The results indicate that the flow downstream of the leaflet, even at peak systolic flow, is not capable of triggering red blood cell damage, which occurs above shear stresses of the order of hundreds of Pa (Leverett et al. 1972; Sutera and Joist 1992). On the other hand, the measured shear stresses are quite close to the lower limit for platelet activation leading to thrombosis (Kroll et al. 1996).

6 Conclusions

A novel scaled-up mechanical heart valve has been designed and used to measure the flow-field downstream of the leaflet tip with particle image velocimetry. Geometric scale-up and choice of test liquid enabled increase in effective spatial and temporal resolution by factors of 5.8 and 118, respectively. While the principle of scaling up a biomedical flow device is not novel, in this paper it has been developed with a rigorous theoretical analysis of the proper scale-up, accounting for rigid-body dynamics and friction, and of the effect of scaling on measurement error. On this basis, we have been able to improve the resolution of PIV measurements beyond the current limits for mechanical heart valves. In addition to the substantial resolution improvements, the scale-up is also beneficial for PIV accuracy, since the spatial and temporal discretisation errors are respectively 33.6 and 5.8 times smaller than in optimised physiological-scale experiments.
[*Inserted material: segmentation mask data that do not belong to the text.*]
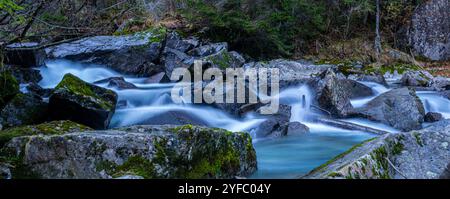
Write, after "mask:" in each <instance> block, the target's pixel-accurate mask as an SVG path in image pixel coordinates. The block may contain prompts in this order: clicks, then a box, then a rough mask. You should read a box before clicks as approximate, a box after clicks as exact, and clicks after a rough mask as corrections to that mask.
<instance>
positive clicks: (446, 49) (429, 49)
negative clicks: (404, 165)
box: [408, 0, 450, 60]
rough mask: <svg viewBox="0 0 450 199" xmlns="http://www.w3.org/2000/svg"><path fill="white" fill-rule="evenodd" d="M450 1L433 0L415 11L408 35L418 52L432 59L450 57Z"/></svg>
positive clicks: (410, 39) (447, 58)
mask: <svg viewBox="0 0 450 199" xmlns="http://www.w3.org/2000/svg"><path fill="white" fill-rule="evenodd" d="M448 10H450V2H449V1H448V0H431V1H426V2H424V3H423V4H422V5H420V6H419V7H418V8H417V9H416V10H415V12H414V14H413V16H412V21H411V27H410V32H409V35H408V39H409V44H410V45H411V46H412V47H413V49H414V50H415V52H416V53H418V54H419V55H422V56H424V57H427V58H429V59H431V60H449V59H450V35H449V34H448V33H449V32H450V20H448V19H449V18H450V12H448Z"/></svg>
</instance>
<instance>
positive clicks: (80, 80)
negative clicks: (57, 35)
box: [49, 73, 117, 129]
mask: <svg viewBox="0 0 450 199" xmlns="http://www.w3.org/2000/svg"><path fill="white" fill-rule="evenodd" d="M116 103H117V94H116V93H115V92H114V91H111V90H108V89H105V88H102V87H98V86H95V85H93V84H89V83H86V82H84V81H83V80H81V79H79V78H78V77H76V76H74V75H72V74H70V73H69V74H66V75H65V76H64V78H63V80H62V81H61V82H60V83H59V84H58V85H57V86H56V88H55V90H54V91H53V94H52V95H51V96H50V102H49V112H50V116H51V118H53V119H54V120H72V121H74V122H78V123H80V124H84V125H87V126H90V127H92V128H95V129H105V128H107V127H108V125H109V122H110V120H111V117H112V115H113V114H114V111H115V108H116Z"/></svg>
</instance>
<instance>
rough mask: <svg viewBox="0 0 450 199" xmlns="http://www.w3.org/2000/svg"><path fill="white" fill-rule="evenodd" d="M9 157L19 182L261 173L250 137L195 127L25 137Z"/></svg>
mask: <svg viewBox="0 0 450 199" xmlns="http://www.w3.org/2000/svg"><path fill="white" fill-rule="evenodd" d="M25 148H26V150H24V149H25ZM3 152H4V154H6V155H4V158H5V159H9V160H10V161H11V162H13V163H14V164H16V165H20V168H22V172H13V178H17V176H14V173H20V174H21V175H19V177H20V178H28V177H32V178H118V177H121V176H127V175H131V176H141V177H144V178H147V179H149V178H182V179H184V178H194V179H195V178H234V177H235V176H247V175H249V174H251V173H252V172H254V171H255V170H256V153H255V150H254V148H253V146H252V140H251V137H250V135H249V134H247V133H233V132H229V131H226V130H222V129H216V128H206V127H197V126H191V125H186V126H133V127H126V128H121V129H116V130H109V131H90V132H82V133H71V134H63V135H53V136H50V135H40V136H26V137H19V138H15V139H13V140H11V141H10V142H9V143H8V144H7V145H6V147H5V148H4V150H3ZM74 160H75V161H74ZM24 173H25V174H28V175H23V174H24Z"/></svg>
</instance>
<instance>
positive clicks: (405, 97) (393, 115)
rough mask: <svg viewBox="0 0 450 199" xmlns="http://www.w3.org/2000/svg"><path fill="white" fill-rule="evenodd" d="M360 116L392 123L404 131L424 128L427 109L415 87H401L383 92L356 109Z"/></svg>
mask: <svg viewBox="0 0 450 199" xmlns="http://www.w3.org/2000/svg"><path fill="white" fill-rule="evenodd" d="M354 111H355V112H356V114H357V115H358V116H362V117H365V118H368V119H370V120H374V121H377V122H381V123H384V124H387V125H390V126H392V127H394V128H396V129H399V130H402V131H410V130H417V129H421V128H422V123H423V122H424V117H425V109H424V107H423V104H422V102H421V101H420V99H419V97H417V95H416V93H415V91H414V89H409V88H399V89H394V90H391V91H389V92H386V93H383V94H381V95H380V96H378V97H376V98H375V99H373V100H372V101H370V102H369V103H367V104H366V105H365V106H364V107H361V108H358V109H356V110H354Z"/></svg>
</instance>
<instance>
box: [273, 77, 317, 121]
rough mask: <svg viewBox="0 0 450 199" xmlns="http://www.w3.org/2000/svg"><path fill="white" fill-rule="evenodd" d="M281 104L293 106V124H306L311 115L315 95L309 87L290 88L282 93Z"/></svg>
mask: <svg viewBox="0 0 450 199" xmlns="http://www.w3.org/2000/svg"><path fill="white" fill-rule="evenodd" d="M279 97H280V103H281V104H287V105H290V106H291V119H290V121H291V122H305V121H307V120H308V116H310V115H311V110H310V108H311V103H312V100H313V95H312V92H311V90H310V89H309V87H308V86H306V85H302V86H300V87H294V88H288V89H286V90H284V91H282V92H281V93H280V96H279Z"/></svg>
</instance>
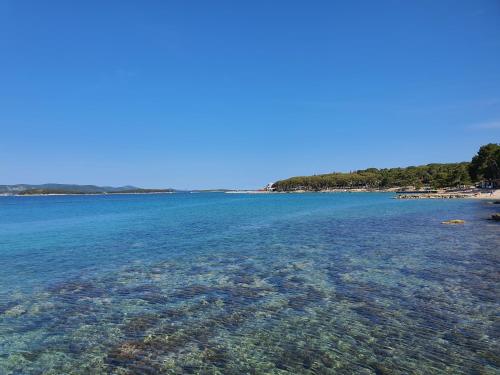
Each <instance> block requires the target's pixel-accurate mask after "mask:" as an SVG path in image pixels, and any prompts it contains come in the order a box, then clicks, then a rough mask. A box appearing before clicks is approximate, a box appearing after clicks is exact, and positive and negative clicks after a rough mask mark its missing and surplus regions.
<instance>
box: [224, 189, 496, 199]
mask: <svg viewBox="0 0 500 375" xmlns="http://www.w3.org/2000/svg"><path fill="white" fill-rule="evenodd" d="M225 193H226V194H311V193H323V194H328V193H397V195H396V196H395V197H394V199H482V200H500V189H496V190H491V189H476V188H475V189H463V190H452V191H450V190H444V189H440V190H437V191H433V192H429V193H427V192H425V191H409V192H404V191H401V188H389V189H363V188H359V189H328V190H318V191H312V190H291V191H271V190H239V191H238V190H234V191H226V192H225Z"/></svg>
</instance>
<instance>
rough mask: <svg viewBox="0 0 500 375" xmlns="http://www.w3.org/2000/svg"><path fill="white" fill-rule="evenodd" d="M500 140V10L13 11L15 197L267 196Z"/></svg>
mask: <svg viewBox="0 0 500 375" xmlns="http://www.w3.org/2000/svg"><path fill="white" fill-rule="evenodd" d="M489 142H500V2H499V1H498V0H489V1H487V0H475V1H470V0H440V1H435V0H422V1H385V0H380V1H372V0H369V1H362V0H355V1H331V0H328V1H314V2H308V1H290V0H286V1H285V0H283V1H280V0H276V1H268V0H266V1H264V0H252V1H238V2H235V1H218V0H214V1H139V0H137V1H125V0H119V1H118V0H115V1H112V0H110V1H91V0H85V1H84V0H80V1H62V0H61V1H51V0H47V1H38V0H33V1H29V0H12V1H6V0H0V184H15V183H33V184H37V183H47V182H59V183H78V184H98V185H115V186H117V185H130V184H131V185H136V186H141V187H174V188H179V189H193V188H258V187H261V186H264V185H265V184H267V183H269V182H272V181H276V180H278V179H281V178H286V177H290V176H295V175H309V174H318V173H328V172H332V171H350V170H356V169H363V168H368V167H378V168H384V167H396V166H409V165H420V164H426V163H431V162H458V161H467V160H470V159H471V157H472V156H473V155H474V154H475V153H476V152H477V149H478V148H479V146H480V145H482V144H486V143H489Z"/></svg>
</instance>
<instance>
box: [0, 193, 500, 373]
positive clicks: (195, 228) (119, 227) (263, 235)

The shear stresses measured using PIV results are consistent with recent results in the literature at similar conditions and indicate that the systolic flow conditions are close to the lower limit for initiating thrombosis. The temporal resolution of the new measurements is sufficient to investigate the evolution of leaflet wake flow regimes and quantify vortex shedding. Spectral analysis has demonstrated that shedding frequency is similar to that observed for inclined flat plates in comparable flow conditions (low Reynolds number, impulsively started flow). Notably, the flow exhibits a different behaviour in systolic conditions, where the milder acceleration results in significantly higher shedding frequency. This result highlights the sensitivity of valve hemodynamic performance to the velocity waveform, confirming the need for realistic unsteady flow conditions.

The spatial resolution of 120 μm sets the minimum detectable wavelength of 240 μm. Preliminary analysis revealed active length scales down to that resolution limit. This result cannot exclude the possibility of smaller structures, whose investigation requires a further increase in resolution. In this paper, we have demonstrated the potential of the scale-up method to support enhanced resolution. This establishes the proposed approach for future measurement at even higher resolution (through higher optical magnification and tracer particle density), in order to shed light on the smallest flow structures in prosthetic device flow.